נתנאל עראמי ז"ל
נתנאל עראמי ז"לבאדיבות המשפחה

Two weeks after Jewish construction worker Netanel Arami died after falling 11 stories, Arutz Sheva has learned that police suspect he was murdered, thus confirming what Arami's family and nationalist politicians have been saying from day one.

Police investigators think an Arab co-worker at the site cut the rope that Arami was connected to as he rapelled down the side of the building.

Arami, 27, owned a small rapelling business which he had been running for several years.

MK Moshe Feiglin (Likud), who visited the grieving Arami family shortly after Netanel's death, was convinced from the outset that he was murdered. “For five hours, Netanel lay crushed on the ground,” wrote. His mother learned of the accident from news site Ynet,” he wrote on Facebook. Netanel's co-worker “arrived there with the police. They went up to the roof and found the slashed rope, heard the Arabs laughing. A rapelling rope that has been cut looks completely different from one that was worn out. And there are two of them – one main rope and one for security.”

Feiglin hinted broadly that the gag order placed on details of the investigation was unjustified. “What is there to hide here except the wish to block, to cover the eyes of the public?”

The police's allegedly lethargic reaction to the case sparked public outcry and protests. Arami's parents, Rabbi Uziel and Miryam Arami, complained to Deputy Health Minister Rabbi Eliyahu Ben-Dahan (Jewish Home) about the police's "failed" management and inefficiency in investigating the apparent murder.

They noted that police didn't even come to them after Netanel's death, and didn't bother to receive information from the family that might aid in investigating possible nationalistic motives.

Netanel's mother Miryam told Ben-Dahan "even when (the police) arrived, they asked 'in brief' about the story and basically weren't interested.
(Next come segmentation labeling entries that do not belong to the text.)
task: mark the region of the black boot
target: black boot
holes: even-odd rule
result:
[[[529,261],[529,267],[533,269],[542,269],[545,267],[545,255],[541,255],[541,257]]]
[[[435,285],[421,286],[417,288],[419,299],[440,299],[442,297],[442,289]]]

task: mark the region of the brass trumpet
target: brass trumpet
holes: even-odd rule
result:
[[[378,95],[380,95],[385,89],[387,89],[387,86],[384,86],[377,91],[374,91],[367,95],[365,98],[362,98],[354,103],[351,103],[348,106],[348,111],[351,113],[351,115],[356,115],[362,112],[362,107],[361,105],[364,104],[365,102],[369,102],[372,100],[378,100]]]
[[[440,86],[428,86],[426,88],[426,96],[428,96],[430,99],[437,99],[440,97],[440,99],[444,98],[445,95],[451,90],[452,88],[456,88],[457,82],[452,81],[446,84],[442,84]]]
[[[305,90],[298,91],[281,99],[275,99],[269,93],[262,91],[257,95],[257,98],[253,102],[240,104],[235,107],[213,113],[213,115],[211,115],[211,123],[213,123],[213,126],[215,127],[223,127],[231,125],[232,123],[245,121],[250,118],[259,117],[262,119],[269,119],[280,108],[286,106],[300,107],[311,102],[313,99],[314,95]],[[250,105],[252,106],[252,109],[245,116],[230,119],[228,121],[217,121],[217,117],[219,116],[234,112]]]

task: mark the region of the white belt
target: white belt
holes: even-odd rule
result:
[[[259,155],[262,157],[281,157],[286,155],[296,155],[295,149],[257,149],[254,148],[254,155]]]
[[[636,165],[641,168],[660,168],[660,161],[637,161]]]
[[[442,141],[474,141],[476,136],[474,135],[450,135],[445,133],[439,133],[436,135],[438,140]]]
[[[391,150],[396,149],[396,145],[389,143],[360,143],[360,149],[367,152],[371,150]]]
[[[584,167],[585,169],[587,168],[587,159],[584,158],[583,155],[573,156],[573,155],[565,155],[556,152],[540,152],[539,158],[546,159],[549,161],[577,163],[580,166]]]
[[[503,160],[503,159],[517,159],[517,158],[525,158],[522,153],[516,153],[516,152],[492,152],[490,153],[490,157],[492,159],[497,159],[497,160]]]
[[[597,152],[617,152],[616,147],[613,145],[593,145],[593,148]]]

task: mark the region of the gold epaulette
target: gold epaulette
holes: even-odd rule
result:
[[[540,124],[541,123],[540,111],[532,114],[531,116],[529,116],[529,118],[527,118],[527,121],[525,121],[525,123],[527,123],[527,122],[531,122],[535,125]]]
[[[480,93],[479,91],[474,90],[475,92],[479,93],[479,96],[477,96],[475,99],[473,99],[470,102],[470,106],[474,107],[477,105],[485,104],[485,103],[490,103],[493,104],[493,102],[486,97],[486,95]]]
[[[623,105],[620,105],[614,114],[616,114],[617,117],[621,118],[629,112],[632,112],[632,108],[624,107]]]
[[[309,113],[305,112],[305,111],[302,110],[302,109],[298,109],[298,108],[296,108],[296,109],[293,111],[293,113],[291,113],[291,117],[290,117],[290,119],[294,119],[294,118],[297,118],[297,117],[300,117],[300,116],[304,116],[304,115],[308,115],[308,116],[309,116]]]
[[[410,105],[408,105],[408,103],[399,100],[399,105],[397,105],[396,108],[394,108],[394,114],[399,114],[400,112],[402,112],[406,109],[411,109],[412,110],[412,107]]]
My second-oldest son spoke to Netanel a few minutes before (he fell to his death), and with him too they didn't check anything, or with another friend who apparently talked to him seconds before and during the fall."

Supporting the evidence of Arab terrorism, Netanel's wife Moriya revealed Sunday "my husband was a religious man, but he always went to work without a kippah on his head out of fear of the Palestinian workers employed at construction sites." She added he was an expert in rapelling and had no disputes.

Arami's family also complained on Tuesday about the manner in which the police informed them of their loved one's death.

"The police arrived very late (after the incident) to (Netanel's) widow's home and told her about the murder without any preparation, when her little children were in her arms," said Miryam. "No humanity. It's simply an embarrassment. It's as if they were informing her that her child fell in the garden downstairs."

The bereaved mother vowed that she would take action against the "inhumane" police management of the case, and that she would demand a clarification of their actions.